In the above example, the “Risk Adjusted Weighted Indices” would be used in place of the “OSD Weighted Indices” when performing escalation on cost elements that use the appropriation type “ABC”. Using this approach to generate Risk Adjusted Weighted Indices would enable cost estimates to consider a range of different possible inflation rates, rather than assuming a single static rate is representative of all future-year inflation.
Critique of Cost-Risk Analysis and Frankenstein Spacecraft Designs: A Proposed Solution (RI-8)
When using the parametric method to estimate the cost of a spacecraft, cost analysts typically use the most likely value or best estimate for each technical input parameter required by the Cost Estimating Relationship (CER). The technical input parameters describe the physical, performance, and engineering characteristics of spacecraft subsystems. Examples of technical input parameters are mass, power requirements, data rate, memory capacity, solar array area, specific impulse, etc. These parameters are not typically known with sufficient precision to perfectly predict cost of the system particularly in the early stages of development. To produce some measure of cost risk, cost analysts go one step further and treat them as random input variables, and subjectively adopt probability distributions for modeling their uncertainties.

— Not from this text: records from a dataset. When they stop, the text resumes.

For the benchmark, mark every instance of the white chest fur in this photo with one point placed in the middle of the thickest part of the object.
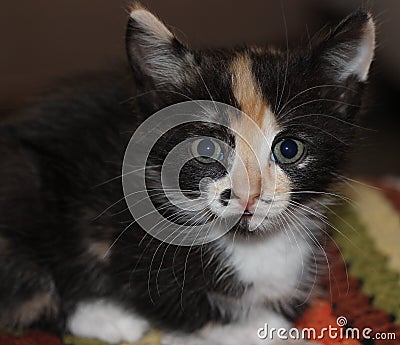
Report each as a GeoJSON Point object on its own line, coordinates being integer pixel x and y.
{"type": "Point", "coordinates": [272, 266]}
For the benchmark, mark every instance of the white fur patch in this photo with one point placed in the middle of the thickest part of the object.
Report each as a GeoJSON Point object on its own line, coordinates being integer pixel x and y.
{"type": "Point", "coordinates": [106, 321]}
{"type": "Point", "coordinates": [359, 65]}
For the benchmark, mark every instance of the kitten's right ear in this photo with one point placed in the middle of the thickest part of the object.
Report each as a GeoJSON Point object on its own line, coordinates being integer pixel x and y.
{"type": "Point", "coordinates": [154, 53]}
{"type": "Point", "coordinates": [349, 49]}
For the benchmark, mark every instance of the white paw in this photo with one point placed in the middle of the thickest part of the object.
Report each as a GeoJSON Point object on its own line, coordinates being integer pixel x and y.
{"type": "Point", "coordinates": [170, 339]}
{"type": "Point", "coordinates": [106, 321]}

However, the various spacecraft subsystems are interdependent, and their designs are governed by key physical relationships, such as the Stefan-Boltzmann Law and the Rocket Equation (for missions requiring chemical propulsion). These key relationships analytically and implicitly relate the technical input variables of the various subsystems to one another and, yet, they are generally not upheld when cost analysts perform their cost-risk simulations. As a result, the generated spacecraft point designs (i.e., simulated sets of CER input variables) may be neither technically feasible nor buildable (i.e., “Frankenstein” designs), and the corresponding spacecraft cost estimates and program cost probability distribution are invalid.

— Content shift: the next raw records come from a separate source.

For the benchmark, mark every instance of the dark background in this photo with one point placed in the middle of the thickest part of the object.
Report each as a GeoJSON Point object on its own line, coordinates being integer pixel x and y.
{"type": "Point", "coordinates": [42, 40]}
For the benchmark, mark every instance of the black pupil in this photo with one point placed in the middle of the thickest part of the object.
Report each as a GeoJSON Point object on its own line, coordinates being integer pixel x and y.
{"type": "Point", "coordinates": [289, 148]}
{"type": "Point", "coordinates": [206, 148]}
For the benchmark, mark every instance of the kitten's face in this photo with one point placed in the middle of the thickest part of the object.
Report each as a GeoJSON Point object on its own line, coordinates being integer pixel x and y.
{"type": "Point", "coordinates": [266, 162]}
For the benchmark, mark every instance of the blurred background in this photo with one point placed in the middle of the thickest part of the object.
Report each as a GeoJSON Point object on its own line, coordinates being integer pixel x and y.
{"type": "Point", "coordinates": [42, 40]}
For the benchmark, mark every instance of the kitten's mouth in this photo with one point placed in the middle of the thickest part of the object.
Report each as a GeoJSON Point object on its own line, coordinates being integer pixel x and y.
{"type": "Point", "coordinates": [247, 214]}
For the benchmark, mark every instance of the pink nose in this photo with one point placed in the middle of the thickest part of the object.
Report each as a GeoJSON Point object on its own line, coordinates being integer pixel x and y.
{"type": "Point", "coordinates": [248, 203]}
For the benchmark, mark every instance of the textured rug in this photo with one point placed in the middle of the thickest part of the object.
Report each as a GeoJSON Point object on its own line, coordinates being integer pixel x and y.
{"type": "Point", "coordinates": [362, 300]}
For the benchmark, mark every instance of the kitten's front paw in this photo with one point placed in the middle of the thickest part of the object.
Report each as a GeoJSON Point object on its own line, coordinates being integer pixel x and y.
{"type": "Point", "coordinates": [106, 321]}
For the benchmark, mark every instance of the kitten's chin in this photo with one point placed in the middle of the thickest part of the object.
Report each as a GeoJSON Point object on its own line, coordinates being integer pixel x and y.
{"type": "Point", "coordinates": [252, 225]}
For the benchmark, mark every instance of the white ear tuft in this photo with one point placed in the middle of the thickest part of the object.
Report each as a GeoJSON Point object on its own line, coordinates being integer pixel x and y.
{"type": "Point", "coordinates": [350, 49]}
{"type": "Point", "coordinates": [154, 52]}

In this paper, we present a historical data driven probabilistic cost growth model for adjusting spacecraft cost Current Best Estimate (CBE), for both earth orbiting and deep space missions. The model is sensitive to when, in the mission development life cycle, the spacecraft cost CBE is generated. The model is based on historical spacecraft data obtained from the NASA Cost Analysis Data Requirements (CADRe) database. This alternative cost-risk modeling approach encompasses the uncertainties of underlying design parameters of the spacecraft (i.e., cost drivers) without violating laws of physics or the theory of probability. In addition, it promotes realism in estimating NASA project costs by providing traceable and defensible data-derived measures of cost risk reflecting NASA’s historical cost-estimating performance.